Regardless of brand loyalty, there are a number of factors to take into account. Weight variations may help you make your decision especially if you might use the engine on more than one boat, and will need to move it from transom to transom now and again, but these are all close enough that it’s not likely to be a deciding factor. The integration of battery-less EFI, however, is a big feature to those who don’t have electric start and a battery in the boat. We first told you about this feature in our review of the Yamaha F25, and it makes for one-tug starting, better fuel economy, smoother running, and since the fuel systems is pressurized and not exposed to the air, far fewer ethanol problems. Since then there’s been time to test the Suzuki DF25A over the long term (three years and running) and this was actually the very first outboard to feature battery-less EFI. To get the complete scoop on this outboard after long-term testing, you can check out this short video:
Another major consideration, although it has nothing to do with the engine itself, is where you live and what dealerships are close by. Buying from a dealer who is trustworthy and easily accessible is important to take into account, because no matter what outboard you buy sooner or later you’ll need service. You also want to know it’s a reputable shop which will help with things like warranty claims. But purchase an outboard over the internet or from a big-box store – which happens more and more these days – and you can’t always count on having the best experience when you’re in need of help.
Finally, before choosing a specific dealer or brand you’ll want to know that the engine fits your particular rig and you personally. This counts mostly for those opting for a tiller-steer rig. Small things like the length of the tiller arm and location of the shifter and tensioner can make it easier or harder to use one specific engine on your boat, depending on things like the distance between the seat and the transom.
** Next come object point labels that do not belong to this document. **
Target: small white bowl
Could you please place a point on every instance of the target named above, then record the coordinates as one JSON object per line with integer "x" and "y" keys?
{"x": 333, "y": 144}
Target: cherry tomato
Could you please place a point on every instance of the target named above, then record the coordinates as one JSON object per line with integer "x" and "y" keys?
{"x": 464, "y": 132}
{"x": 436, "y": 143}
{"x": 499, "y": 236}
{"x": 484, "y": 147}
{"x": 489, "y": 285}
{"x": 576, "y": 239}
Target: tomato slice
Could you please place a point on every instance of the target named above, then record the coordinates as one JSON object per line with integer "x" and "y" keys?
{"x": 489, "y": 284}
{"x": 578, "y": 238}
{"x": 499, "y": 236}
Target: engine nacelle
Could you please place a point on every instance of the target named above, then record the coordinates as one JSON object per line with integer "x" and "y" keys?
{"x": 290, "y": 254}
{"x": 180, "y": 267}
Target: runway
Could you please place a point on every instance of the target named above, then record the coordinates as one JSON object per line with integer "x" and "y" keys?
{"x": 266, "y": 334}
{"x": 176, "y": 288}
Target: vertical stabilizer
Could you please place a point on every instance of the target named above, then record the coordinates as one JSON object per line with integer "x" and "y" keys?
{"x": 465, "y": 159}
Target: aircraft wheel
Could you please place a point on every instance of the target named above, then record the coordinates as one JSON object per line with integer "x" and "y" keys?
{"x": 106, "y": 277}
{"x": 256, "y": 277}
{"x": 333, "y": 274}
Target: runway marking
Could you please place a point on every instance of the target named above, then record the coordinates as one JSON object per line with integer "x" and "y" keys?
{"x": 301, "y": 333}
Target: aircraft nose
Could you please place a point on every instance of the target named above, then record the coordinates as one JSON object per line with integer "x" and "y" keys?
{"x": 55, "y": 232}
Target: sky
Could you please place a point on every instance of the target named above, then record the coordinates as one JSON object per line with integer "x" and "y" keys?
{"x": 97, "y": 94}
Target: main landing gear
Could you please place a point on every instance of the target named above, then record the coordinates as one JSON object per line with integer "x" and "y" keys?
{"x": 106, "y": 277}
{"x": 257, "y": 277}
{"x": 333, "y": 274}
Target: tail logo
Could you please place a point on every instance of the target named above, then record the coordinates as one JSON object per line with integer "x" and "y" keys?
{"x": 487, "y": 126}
There’s only one way to test this for sure, and that’s to bring your boat to the dealer’s shop, sit the outboard in place, get in your seat, and test out how it feels.
Yes, of course you’ll also be eyeballing the price tag. But all of these engines are competitive in that regard and as we mentioned earlier, shopping for a deal can have variable results depending on where you live and what’s on offer nearby. Take these other considerations into account, however, and you should be happily running that saltwater fishing skiff for years and years to come.